L’on-line gambling (scommesse in rete) con l’avvento di Internet può riguardare chiunque. Se infatti un tempo l’immagine del giocatore ci faceva pensare a Dostoevskij o a De Sica, oggi il giocatore d’azzardo patologico può essere un ragazzino del liceo, un impiegato, un anziano in pensione ecc.. Il gioco d’azzardo in Rete può infatti rappresentare un problema sia per chi ha scoperto l’ebrezza del gioco grazie a Internet, sia per chi, già da prima, frequentava luoghi dediti a scommesse. Internet infatti ne facilita l’accesso e ne amplifica il godimento. Come nello shopping, rendere sgradevole, obbligando il paziente ad una piccola scommessa quotidiana, diviene la chiave di volta della terapia che però, a differenza del caso precedente, dovrà spesso poi procedere alla ricostruzione del livello affettivo-relazionale, solitamente danneggiato dalla patologia.

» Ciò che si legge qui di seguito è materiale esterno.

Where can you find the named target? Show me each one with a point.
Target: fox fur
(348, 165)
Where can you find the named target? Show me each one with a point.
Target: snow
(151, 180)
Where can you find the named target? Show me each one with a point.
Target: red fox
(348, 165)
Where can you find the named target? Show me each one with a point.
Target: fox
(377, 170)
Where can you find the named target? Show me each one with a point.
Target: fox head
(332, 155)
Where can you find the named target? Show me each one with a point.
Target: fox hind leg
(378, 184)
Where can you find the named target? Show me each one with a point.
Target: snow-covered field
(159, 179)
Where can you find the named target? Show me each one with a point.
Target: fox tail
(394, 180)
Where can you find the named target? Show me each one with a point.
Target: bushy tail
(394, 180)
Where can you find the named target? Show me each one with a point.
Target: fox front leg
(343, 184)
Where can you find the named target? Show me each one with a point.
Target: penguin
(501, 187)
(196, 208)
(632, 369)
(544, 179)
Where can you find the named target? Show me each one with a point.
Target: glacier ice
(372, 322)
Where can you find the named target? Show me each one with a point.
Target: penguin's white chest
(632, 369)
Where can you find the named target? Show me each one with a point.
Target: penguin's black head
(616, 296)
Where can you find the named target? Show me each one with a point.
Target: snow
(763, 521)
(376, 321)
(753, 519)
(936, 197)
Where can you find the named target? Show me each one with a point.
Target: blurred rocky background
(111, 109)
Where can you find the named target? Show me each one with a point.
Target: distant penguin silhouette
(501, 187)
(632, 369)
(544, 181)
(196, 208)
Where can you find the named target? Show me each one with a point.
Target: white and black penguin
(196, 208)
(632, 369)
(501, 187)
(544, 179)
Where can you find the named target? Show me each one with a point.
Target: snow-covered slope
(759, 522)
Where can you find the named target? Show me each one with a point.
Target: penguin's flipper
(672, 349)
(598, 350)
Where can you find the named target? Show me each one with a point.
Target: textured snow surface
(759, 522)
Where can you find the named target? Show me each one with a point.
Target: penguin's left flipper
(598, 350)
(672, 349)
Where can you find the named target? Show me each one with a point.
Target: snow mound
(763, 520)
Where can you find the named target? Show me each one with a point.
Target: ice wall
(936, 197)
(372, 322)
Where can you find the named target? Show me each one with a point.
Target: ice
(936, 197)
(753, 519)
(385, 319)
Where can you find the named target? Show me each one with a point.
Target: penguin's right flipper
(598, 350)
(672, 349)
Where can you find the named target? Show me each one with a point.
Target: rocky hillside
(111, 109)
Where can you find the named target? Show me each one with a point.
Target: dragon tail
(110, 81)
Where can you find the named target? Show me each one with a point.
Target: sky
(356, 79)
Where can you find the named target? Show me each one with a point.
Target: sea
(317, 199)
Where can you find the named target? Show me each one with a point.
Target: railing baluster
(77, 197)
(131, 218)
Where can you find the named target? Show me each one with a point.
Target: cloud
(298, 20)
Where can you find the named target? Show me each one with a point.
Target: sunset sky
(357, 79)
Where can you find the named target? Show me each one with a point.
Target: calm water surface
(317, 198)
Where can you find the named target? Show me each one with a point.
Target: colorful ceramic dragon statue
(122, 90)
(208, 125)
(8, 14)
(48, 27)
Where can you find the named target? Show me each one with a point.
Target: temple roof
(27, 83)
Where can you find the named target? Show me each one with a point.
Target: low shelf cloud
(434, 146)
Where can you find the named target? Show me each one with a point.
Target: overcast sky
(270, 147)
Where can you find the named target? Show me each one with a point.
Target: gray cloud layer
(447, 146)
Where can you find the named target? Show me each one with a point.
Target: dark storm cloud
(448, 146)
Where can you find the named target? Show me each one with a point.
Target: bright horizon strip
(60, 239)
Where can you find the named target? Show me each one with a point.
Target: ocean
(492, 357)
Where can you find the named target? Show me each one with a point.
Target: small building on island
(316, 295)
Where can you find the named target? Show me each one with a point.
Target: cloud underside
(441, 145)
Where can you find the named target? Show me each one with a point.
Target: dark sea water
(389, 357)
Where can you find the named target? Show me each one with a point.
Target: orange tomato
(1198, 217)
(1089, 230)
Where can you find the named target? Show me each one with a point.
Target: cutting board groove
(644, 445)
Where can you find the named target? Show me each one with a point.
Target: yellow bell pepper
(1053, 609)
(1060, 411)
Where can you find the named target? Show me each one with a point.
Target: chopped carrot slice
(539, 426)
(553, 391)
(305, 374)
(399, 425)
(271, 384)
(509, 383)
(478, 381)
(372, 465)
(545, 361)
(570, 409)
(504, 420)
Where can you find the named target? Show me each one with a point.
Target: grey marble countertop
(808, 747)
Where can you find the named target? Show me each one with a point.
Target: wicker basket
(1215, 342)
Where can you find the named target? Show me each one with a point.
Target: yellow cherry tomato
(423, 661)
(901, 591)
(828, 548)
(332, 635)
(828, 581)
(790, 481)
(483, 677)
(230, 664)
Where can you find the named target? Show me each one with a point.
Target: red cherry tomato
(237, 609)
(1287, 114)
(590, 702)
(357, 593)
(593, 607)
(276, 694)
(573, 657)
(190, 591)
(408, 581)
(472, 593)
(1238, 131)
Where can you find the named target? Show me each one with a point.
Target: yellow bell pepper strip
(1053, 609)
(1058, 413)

Come nella maggior parte delle cose, nemmeno le psicopatologie sono esenti da pregiudizio. Essendo il gioco in borsa (trading on-line) un’attività che richiede capacità e competenze da non essere alla portata di chiunque, pare non essere considerato un problema nemmeno in evidenti casi di perdita di controllo. Lo stato d’animo del “trader” patologico oscilla costantemente tra due estremi: paura e avidità. La paura è legata alla perdita della somma di denaro investita, ma viene scalzata dall’ansia di perdere un buon affare. Il superamento della paura crea quel giusto grado di eccitazione che, uniti alla possibilità, spesso raggiunta, di guadagnare ingenti somme di denaro, sfociano nell’irrazionale.

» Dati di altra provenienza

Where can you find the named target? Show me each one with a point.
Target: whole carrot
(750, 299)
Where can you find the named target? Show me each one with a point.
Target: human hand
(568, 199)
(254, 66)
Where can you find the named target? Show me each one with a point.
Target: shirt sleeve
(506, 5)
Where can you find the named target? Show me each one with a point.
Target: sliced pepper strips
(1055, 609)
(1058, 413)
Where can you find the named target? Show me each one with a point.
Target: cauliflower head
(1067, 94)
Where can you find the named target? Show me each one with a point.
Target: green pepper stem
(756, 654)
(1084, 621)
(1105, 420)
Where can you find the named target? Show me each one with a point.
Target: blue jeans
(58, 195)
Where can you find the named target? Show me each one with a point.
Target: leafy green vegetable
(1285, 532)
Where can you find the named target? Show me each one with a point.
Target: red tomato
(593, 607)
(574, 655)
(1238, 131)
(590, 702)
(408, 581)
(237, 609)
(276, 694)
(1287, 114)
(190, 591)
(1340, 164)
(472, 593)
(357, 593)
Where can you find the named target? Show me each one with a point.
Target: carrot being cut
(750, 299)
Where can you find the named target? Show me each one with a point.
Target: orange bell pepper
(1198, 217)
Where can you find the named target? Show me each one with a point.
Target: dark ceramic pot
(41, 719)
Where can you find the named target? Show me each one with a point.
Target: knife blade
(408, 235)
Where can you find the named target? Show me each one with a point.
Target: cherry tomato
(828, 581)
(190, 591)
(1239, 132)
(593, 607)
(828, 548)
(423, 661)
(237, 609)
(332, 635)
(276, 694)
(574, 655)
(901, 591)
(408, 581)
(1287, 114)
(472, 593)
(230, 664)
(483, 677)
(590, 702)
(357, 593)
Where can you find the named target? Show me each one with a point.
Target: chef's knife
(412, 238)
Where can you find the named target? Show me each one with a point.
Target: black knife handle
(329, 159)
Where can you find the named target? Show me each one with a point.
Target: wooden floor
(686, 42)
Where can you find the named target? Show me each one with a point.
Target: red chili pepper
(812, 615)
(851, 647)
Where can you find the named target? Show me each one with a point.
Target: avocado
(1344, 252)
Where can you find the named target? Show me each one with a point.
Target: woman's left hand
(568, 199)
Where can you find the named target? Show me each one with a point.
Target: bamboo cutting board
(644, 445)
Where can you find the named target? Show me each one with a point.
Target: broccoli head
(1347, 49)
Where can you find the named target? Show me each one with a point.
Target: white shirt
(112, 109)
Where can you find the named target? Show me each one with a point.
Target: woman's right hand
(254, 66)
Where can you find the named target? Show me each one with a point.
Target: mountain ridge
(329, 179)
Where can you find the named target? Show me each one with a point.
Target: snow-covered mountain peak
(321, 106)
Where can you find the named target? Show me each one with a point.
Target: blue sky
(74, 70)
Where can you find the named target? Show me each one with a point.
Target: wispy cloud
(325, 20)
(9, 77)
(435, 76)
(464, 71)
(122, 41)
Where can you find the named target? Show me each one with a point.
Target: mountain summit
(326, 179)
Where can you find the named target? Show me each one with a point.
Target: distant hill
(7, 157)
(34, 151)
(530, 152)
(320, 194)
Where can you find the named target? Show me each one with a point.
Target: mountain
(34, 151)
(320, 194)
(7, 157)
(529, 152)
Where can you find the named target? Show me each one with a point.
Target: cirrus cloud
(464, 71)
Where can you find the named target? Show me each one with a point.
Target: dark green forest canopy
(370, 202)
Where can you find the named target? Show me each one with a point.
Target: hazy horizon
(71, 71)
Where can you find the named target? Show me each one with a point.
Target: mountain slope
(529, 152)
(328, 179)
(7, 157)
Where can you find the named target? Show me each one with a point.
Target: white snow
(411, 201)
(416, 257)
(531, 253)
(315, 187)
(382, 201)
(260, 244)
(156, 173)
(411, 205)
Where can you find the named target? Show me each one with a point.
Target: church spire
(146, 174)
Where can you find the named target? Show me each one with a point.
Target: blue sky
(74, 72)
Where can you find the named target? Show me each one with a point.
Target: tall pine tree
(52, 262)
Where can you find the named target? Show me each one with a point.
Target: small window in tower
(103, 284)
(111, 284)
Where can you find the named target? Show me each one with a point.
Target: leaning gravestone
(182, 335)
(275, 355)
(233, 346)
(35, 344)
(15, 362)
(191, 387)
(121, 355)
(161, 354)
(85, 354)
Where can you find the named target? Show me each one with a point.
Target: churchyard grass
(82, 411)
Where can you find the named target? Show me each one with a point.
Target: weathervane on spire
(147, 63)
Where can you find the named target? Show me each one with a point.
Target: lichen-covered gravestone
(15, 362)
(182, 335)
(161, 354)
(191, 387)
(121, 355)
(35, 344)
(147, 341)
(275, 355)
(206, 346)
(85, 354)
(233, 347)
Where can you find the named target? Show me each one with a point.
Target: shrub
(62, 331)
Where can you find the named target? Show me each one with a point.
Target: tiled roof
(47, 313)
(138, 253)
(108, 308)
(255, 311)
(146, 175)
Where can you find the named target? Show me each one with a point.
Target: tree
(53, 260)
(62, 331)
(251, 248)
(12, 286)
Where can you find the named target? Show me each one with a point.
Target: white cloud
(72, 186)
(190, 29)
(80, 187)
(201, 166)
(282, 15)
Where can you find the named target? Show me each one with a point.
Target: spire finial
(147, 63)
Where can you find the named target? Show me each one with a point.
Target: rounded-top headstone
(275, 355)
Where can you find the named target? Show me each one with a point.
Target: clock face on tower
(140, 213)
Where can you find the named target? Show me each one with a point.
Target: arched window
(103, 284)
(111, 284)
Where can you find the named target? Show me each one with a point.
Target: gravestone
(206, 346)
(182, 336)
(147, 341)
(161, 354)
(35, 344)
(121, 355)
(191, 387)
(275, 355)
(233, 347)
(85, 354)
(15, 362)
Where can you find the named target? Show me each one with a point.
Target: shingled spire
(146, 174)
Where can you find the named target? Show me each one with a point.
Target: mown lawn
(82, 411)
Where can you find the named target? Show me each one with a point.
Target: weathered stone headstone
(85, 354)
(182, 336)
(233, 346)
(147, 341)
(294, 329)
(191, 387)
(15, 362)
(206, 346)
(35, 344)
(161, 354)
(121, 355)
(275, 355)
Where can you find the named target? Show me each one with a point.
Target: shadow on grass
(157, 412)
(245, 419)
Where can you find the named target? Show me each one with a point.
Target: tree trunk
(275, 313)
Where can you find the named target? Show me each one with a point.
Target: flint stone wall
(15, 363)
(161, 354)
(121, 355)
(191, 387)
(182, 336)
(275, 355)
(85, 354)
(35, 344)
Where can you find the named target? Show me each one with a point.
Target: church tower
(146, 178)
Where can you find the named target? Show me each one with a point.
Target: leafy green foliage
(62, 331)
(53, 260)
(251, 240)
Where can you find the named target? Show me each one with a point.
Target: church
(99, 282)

Qui, la “vittoria” assume significati legati alle proprie capacità e competenze ben più importanti della semplice fortuna, avendo come conseguenza una sensazione di onnipotenza. Internet, nel contempo, aumenta la sensazione di controllo della realtà, monitorata infatti 24 ore su 24. Ci sono quindi in questo caso due versanti del disturbo: quella del piacere e quella del controllo che fa perdere il controllo e su entrambe occorre lavorare contemporaneamente, tenendo presente che i pazienti arrivano in terapia solo a danno fatto.

Dott.ssa Federica Cagnoni (Psicoterapeuta Ufficiale del Centro di Terapia Strategica)

BIBLIOGRAFIA
Nardone, G., Cagnoni, F. (2002) Perversioni in rete, psicopatologie da Internet ed il loro trattamento, Ponte alle Grazie.